How does Facebook keep its employees happy? Feedback. Lots and lots of feedback.
Facebook is already rated one of the most satisfying tech companies to work for, and top management want to make sure that distinction sticks. For several months they have been testing a service calledRypple, a website that deluges workers with feedback. It allows colleagues to swap thanks, track goals in real time and solicit input from their co-workers whenever they feel they need it.
After a nine-month pilot project inside Facebook, Rypple on Monday is releasing the product, called Loops, to the market. “Workplace productivity has been stuck to a 50-year-old, paper-based performance-review cycle,” says Daniel Debow, Rypple’s co-founder and co-CEO. “Now there can be rapid, continuous learning and feedback. We can capture social interactions and turn them into data, into real useful feedback.”
Rypple, whose investors include PayPal founder Peter Thiel, is part of a new crop of startups that put intensive feedback loops to work using simple technologies — in this case, the web — to gather data and play it back to users, with the goal of improving behavior — in this case, employee productivity and satisfaction.
With Rypple, feedback comes through four feeds: input from coworkers, either anonymous or identified; “thanks” messages from coworkers; tracking progress towards work goals; and coaching from supervisors. The Loops product, which the company will sell for $9 per employee per month, gathers these four feeds into one channel for a rich, robust, continuous performance review. The company also offers a freemium product that offers some basic feedback tools.
“Our company has always been built around feedback loops,” says Facebook engineering director Bob Trahan, who counts himself as employee 45. “Everything we do in engineering is reviewed: Engineer A reviews what Engineer B does. We have design reviews twice a week. We track performance metrics for code, in terms of speed and time. So Rypple fits with our culture very well.”
Rypple also allows flexibility in departments that don’t require — or want — intense, always-on feedback.

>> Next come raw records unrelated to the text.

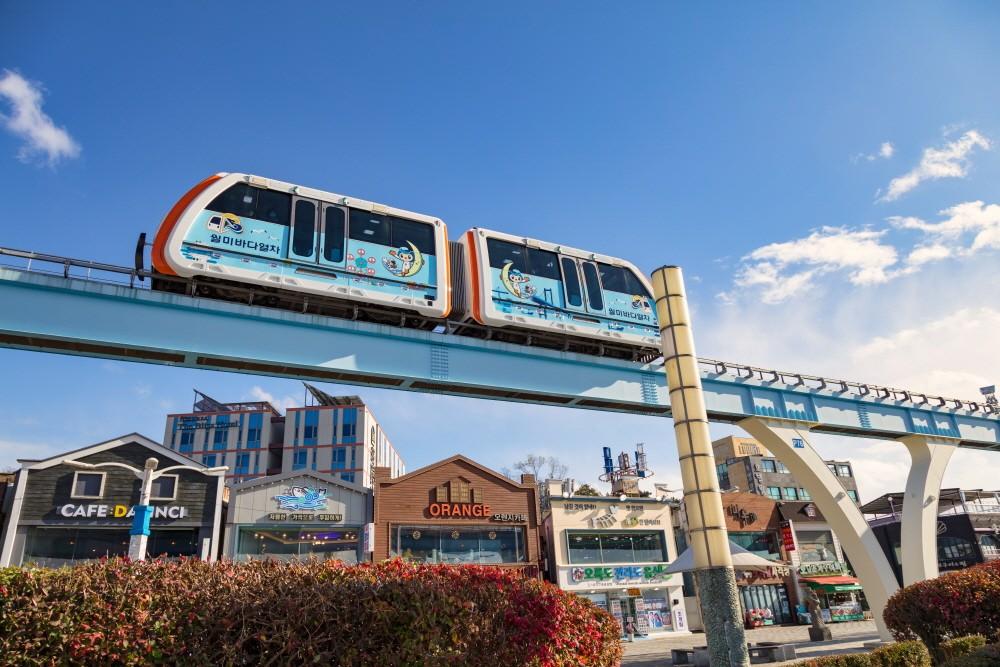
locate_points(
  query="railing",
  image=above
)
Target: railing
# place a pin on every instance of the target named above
(110, 273)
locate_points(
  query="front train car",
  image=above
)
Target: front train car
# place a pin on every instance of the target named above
(548, 289)
(238, 229)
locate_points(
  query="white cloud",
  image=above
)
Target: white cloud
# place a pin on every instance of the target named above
(786, 269)
(949, 161)
(885, 151)
(28, 121)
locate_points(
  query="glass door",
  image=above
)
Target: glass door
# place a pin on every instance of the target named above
(303, 238)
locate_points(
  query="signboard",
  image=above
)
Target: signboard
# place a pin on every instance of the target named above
(787, 536)
(612, 576)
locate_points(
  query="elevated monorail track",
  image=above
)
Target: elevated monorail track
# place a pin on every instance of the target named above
(64, 305)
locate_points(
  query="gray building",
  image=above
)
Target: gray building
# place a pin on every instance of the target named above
(58, 514)
(745, 465)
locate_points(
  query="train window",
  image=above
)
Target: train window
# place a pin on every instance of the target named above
(246, 201)
(419, 234)
(572, 280)
(502, 252)
(543, 263)
(593, 282)
(613, 278)
(335, 224)
(304, 231)
(369, 227)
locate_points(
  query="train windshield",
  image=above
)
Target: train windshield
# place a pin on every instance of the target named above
(620, 279)
(247, 201)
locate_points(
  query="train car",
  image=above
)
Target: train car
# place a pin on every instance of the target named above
(549, 290)
(238, 229)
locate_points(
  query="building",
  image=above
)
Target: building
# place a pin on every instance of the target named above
(457, 511)
(614, 551)
(59, 514)
(743, 464)
(968, 529)
(298, 514)
(336, 435)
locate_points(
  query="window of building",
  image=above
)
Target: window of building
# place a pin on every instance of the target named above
(187, 441)
(574, 295)
(350, 424)
(88, 484)
(486, 545)
(164, 488)
(615, 547)
(590, 278)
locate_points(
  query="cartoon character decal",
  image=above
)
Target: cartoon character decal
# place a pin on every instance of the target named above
(516, 282)
(404, 262)
(302, 498)
(223, 221)
(639, 302)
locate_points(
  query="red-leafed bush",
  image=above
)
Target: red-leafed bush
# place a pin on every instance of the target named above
(391, 613)
(966, 602)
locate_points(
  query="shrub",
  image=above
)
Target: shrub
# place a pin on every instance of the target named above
(956, 604)
(391, 613)
(901, 654)
(985, 656)
(960, 646)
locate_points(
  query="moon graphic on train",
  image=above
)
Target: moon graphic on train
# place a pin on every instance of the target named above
(515, 281)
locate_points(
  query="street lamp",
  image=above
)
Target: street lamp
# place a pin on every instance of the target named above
(139, 534)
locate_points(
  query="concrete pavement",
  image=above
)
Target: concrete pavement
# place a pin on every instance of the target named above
(847, 638)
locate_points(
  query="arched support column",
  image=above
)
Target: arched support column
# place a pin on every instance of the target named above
(918, 529)
(790, 443)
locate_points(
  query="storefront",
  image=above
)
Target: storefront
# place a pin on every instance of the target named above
(458, 512)
(297, 515)
(59, 514)
(615, 553)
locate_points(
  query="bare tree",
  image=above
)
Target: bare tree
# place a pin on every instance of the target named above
(537, 465)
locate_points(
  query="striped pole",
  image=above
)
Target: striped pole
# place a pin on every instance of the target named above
(720, 608)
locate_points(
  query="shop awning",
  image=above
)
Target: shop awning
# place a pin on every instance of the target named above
(833, 584)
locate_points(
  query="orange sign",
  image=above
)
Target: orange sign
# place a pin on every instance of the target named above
(458, 510)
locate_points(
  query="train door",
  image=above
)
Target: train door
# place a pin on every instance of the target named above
(594, 294)
(333, 234)
(303, 234)
(572, 284)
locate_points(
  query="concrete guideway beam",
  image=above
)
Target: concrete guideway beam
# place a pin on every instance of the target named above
(918, 529)
(790, 443)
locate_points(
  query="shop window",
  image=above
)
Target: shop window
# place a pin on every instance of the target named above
(164, 488)
(485, 545)
(88, 484)
(816, 545)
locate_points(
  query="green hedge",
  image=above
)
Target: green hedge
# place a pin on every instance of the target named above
(392, 613)
(956, 604)
(900, 654)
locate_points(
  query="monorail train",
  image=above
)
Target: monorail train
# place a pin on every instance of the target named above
(232, 232)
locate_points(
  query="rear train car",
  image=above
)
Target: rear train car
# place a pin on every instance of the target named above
(238, 229)
(550, 291)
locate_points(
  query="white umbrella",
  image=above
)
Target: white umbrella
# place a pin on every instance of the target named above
(742, 560)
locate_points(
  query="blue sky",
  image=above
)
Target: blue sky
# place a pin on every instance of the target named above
(824, 175)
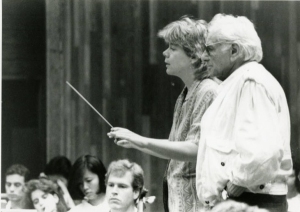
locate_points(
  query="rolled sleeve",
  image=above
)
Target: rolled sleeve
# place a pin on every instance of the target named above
(202, 102)
(258, 138)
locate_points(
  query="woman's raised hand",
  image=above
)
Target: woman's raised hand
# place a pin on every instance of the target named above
(126, 138)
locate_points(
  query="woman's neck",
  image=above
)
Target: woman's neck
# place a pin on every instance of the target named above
(131, 208)
(99, 199)
(292, 193)
(16, 205)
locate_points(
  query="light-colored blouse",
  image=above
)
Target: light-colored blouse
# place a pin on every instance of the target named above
(84, 206)
(189, 109)
(245, 136)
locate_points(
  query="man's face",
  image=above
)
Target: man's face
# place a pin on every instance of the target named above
(177, 61)
(217, 57)
(120, 193)
(14, 187)
(43, 201)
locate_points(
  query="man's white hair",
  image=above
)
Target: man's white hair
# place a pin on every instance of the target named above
(239, 30)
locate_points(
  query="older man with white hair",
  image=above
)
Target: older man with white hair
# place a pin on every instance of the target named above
(245, 134)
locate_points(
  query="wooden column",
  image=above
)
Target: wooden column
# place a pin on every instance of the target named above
(106, 73)
(55, 77)
(293, 74)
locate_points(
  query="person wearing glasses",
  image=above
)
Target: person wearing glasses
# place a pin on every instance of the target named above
(185, 38)
(244, 146)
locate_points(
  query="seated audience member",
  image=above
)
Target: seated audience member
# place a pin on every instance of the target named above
(58, 170)
(15, 178)
(45, 196)
(124, 186)
(87, 184)
(293, 196)
(233, 206)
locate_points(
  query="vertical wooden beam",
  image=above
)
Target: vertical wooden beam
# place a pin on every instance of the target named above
(106, 55)
(153, 15)
(70, 150)
(293, 71)
(55, 78)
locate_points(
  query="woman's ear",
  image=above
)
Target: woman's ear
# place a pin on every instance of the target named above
(136, 194)
(56, 198)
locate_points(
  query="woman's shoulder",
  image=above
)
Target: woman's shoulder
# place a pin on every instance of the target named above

Adam Ward, the company’s head of university recruiting, uses the product with his team of 27 recruiters to do check-ins every two weeks rather than the typical once-a-year review. “It gives people a sense of the unknown: Where do I stand? People love that. It really resonates,” says Ward. Once a year isn’t enough? “If we want to avoid becoming too big and bureaucratic – basically to avoid being a company that rhymes with Google or that ends in “-soft” – we think that real time, ongoing feedback helps us move fast and avoid too much bureaucracy,” says Ward.
The whole process of managing employee performance and providing feedback has been in need of an overhaul for some time. The 360-degree review was popularized in the 1990s, with the notion that soliciting comments from many people who work with an individual, rather than from just an immediate supervisor, provides a more thorough and valid insight into an employee’s performance and potential. But these “three-sixties” have many limitations, the biggest of which is that they typically happen only once a year.